The contraposition of “cause-oriented” with “cost-oriented” came to my mind again when Levy commented on how he wished that the Mayoral Award came with a “cash reward,” just like Mayor Jess’ big-time Ramon Magsaysay Award, as if to say “your giving us credit through recognition is good but we need cash.” Levy said in typical levity, but actually at least half-serious, that he would not object if, in the future, the Mayoral Award would come with a cash award that would be made retroactive to 2007. Indeed, it seems unfortunate that genuine public, civic and community service often involves a “vow of poverty” where the best income is the “psychic income.” But the heart is, in real hard life, part of a body and soul that must be kept together. Maybe there is a role here for the business sector.

In ending, allow me a few personal acknowledgements.
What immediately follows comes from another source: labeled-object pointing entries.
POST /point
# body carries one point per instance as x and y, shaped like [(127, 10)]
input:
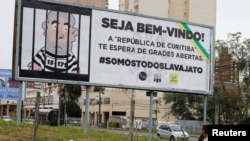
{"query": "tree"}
[(240, 53), (69, 95), (184, 106)]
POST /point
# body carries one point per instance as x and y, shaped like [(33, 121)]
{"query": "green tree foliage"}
[(184, 106), (69, 95)]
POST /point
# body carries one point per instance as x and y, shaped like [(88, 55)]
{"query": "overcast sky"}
[(232, 17)]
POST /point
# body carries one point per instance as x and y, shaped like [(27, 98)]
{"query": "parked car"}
[(172, 132), (6, 118)]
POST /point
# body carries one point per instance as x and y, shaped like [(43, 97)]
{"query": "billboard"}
[(9, 88), (99, 47)]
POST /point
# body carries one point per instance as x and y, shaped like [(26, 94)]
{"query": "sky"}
[(232, 16)]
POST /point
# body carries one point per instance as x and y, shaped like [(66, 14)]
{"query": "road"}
[(125, 132)]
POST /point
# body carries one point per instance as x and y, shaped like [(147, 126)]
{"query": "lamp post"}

There are my comrades in various peace, human rights and other cause-oriented groups who were there with me in the work I am being given recognition for, notably Naga for Popular Democracy (NagaPopDem) [later renamed the Red Wine Party of Naga (RWP-Naga)] and HOPE. Elmer S. Casillan, who nominated me, and “Mommy” Jean, who endorsed me, were both with HOPE. Atty. Atty. Henry Gerald P. Ysaac Jr., who also endorsed me, is with NagaPopDem/RWP-Naga. And of course, there is my wife and best friend Doods, herself also a Manila-born Nagueño by choice, who has taught me what recognition is really all about, and that the best kind is the one which one does not chase after because there is no need to. I dedicate my award to Doods and other comrades -- for the love, inspiration, friendship, support, and camaraderie in this Happy Place, An Maogmang Lugar. Maogma man ako. Dios Mabalos saindo gabos -- gabos-gabos, ubos-ubos!